To overcome the problem of mixed pixels, spectral unmixing
was proposed to decompose mixed pixels into several classes
and corresponding abundances, which reflect the land cover
types more accurately. Typical spectral unmixing algorithms
can be categorized into two types, linear spectral unmixing
(Roberts, Gardner et al, 1998; Heinz and Chang, 2001) and
nonlinear spectral unmixing (Huang and Townshend, 2003; Liu,
Seto et al., 2004; Lee and Lathrop, 2006). In linear spectral
unmixing, the spectrum of a mixed pixel was viewed as the
weighted summation of spectra of different endmembers in the
pixel, whereas the weight is the proportion of the endmember in
the pixel (Heinz and Chang, 2001). In nonlinear spectral
unmixing, the mechanism of the spectral mixture mechanism is
more nonlinear or unknown, and a variety of algorithms,
including support vector machine model (Brown, Gunn et al.,
1999), neural network model (Liu, Seto et al., 2004; Lee and
Lathrop, 2006) and physical model (Kimes and Nelson, 1998),
were proposed to retrieve the proportions of different
endmembers. Both existing linear and nonlinear spectral
unmixing focus on how to utilize the spectral information of
pixels, and the spatial neighbourhood information is always
ignored although a small number of algorithms attempt to
utilize the spatial information (Roessner, Segl et al., 2001).

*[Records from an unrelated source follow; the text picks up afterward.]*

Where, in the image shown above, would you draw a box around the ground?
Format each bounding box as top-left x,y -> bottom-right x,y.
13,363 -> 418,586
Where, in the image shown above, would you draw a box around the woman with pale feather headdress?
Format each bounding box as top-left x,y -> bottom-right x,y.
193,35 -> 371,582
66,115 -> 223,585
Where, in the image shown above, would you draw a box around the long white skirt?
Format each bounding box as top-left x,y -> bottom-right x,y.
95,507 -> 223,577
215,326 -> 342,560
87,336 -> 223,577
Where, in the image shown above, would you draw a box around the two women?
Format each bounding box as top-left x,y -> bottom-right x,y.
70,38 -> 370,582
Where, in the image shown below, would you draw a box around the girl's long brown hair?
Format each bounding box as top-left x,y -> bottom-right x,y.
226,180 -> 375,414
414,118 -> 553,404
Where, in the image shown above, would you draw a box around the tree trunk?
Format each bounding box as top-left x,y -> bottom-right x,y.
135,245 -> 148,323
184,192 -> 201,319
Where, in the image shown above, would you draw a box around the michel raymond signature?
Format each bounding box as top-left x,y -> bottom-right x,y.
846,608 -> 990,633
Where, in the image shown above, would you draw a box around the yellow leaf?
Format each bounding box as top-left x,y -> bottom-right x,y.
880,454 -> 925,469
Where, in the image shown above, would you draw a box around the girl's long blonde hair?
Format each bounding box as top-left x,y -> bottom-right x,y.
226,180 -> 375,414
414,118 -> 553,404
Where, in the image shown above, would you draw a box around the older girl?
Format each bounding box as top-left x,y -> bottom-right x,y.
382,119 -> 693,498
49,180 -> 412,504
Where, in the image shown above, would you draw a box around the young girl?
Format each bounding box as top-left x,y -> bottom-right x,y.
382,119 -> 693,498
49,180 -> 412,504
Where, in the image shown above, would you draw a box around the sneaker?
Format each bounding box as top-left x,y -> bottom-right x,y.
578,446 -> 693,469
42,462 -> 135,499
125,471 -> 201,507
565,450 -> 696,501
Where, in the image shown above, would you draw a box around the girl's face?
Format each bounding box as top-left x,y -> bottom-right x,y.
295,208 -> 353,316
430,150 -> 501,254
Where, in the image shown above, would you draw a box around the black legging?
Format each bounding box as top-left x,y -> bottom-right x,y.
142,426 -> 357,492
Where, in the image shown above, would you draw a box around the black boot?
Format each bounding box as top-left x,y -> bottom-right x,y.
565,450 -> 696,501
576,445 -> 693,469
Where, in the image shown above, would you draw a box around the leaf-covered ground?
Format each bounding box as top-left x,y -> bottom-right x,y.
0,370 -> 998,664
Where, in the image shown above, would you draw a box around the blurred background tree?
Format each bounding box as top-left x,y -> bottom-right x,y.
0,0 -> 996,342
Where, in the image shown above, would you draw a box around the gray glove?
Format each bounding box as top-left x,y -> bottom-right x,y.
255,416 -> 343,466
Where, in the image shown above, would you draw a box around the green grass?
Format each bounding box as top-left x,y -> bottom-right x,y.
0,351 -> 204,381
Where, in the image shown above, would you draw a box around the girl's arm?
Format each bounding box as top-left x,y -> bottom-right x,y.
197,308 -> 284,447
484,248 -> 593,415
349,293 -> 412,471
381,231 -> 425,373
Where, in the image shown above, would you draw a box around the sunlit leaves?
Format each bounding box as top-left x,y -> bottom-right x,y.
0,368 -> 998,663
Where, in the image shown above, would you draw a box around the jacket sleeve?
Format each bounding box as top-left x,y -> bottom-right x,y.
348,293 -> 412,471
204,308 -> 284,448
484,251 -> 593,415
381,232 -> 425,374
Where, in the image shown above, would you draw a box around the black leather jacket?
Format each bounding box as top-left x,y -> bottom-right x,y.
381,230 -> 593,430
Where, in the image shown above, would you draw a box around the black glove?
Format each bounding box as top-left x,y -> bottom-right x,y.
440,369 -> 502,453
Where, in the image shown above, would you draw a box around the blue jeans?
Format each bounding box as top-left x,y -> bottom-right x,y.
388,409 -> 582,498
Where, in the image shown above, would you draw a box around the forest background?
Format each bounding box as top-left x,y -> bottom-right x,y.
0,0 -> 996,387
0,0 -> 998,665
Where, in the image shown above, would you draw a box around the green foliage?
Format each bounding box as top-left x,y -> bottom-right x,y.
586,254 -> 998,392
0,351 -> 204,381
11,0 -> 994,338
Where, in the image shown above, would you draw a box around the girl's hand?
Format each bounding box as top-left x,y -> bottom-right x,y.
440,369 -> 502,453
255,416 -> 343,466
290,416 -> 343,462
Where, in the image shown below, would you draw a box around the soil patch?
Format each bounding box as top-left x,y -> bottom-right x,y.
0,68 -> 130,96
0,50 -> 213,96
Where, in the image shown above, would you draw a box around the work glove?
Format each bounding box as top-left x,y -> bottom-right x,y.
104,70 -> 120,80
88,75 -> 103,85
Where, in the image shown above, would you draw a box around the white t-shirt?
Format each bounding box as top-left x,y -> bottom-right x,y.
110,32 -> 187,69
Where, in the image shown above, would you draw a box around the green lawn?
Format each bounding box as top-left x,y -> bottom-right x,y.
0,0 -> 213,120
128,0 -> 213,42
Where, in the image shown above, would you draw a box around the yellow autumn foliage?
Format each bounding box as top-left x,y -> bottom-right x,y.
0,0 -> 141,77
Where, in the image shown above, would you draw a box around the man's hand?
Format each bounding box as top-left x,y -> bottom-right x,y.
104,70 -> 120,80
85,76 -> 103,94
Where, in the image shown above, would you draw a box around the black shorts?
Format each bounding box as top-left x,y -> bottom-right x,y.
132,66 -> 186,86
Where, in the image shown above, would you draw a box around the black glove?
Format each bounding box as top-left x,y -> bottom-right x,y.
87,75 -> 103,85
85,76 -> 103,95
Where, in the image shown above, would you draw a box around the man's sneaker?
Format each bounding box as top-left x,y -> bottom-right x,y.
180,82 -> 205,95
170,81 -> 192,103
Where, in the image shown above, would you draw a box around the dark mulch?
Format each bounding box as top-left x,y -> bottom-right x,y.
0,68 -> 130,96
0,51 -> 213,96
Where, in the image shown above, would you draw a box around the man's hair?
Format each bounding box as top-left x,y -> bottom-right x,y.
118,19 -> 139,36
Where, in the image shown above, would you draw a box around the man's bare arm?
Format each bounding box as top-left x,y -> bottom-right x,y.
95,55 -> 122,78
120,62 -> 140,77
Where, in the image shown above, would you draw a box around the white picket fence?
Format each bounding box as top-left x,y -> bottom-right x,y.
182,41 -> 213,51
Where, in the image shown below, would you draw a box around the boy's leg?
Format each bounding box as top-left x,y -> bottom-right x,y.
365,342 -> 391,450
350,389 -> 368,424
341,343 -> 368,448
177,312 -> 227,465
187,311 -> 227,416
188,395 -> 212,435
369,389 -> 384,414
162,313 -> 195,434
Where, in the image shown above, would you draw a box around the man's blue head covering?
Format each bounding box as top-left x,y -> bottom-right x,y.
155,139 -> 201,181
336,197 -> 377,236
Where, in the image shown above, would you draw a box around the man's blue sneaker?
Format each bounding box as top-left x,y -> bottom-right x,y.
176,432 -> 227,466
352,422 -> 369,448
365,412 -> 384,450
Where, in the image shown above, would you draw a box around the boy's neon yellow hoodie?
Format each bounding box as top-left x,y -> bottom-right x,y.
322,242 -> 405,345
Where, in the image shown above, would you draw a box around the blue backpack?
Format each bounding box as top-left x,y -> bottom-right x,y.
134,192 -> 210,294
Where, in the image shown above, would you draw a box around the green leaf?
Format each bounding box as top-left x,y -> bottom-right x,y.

Recently, a new model named super resolution based spectral
unmixing (SRSU) was proposed to utilize the spatial
information in spectral unmixing (Li, Tian et al., 2011). This
model is totally different from the conventional models, the
* Corresponding author.
linear and nonlinear models, since it focuses on spatial
dimension rather than spectral dimension. SRSU has shown
good performance in land cover mapping, and is a potential
powerful approach in the spectral unmixing family. However,
this model is developed in primary status that an image database
providing prior knowledge is required, and this perquisite
makes the model inconvenient for use. This study aims to
propose a simple way to implement SRSU, and evaluates its
performance compared with conventional spectral unmixing.
2. BACKGROUND
In this section, the previously developed super resolution-based
spectral unmixing (SRSU) model is introduced. The essence of
SRSU is that downscaling a remotely sensed image helps to
reduce spectral mixing in the image and hence the downscaled
(super resolution) image can be processed with a hard
classification method to produce the land cover proportion map
in the original resolution. The SRSU has following steps as
following steps 1) Use a super resolution technique to
downscale a remotely sensed image to a super resolution image;
2) Classify the super resolution image with a hard classification
method; 3) Convert the super resolution classification map to
original resolution to produce a set of proportion maps for
different endmembers, which are the product of spectral
unmixing.
The key technique used in SRSU is super resolution
reconstruction, which refers to reconstruct a higher resolution
image from the original image. Since this reconstruction is ill-
posed from a mathematical perspective, prior information
should be introduced to regulate this process. In super
resolution reconstruction, prior information is provide by a
training database, which reflects the relationship of low
resolution images and their corresponding high resolution
images in natural scenes. A number of algorithms have been
proposed to merge the training database into the super
resolution reconstruction (Freeman et al., 2002; Kim and Kwon,
2010), but each algorithm is complex.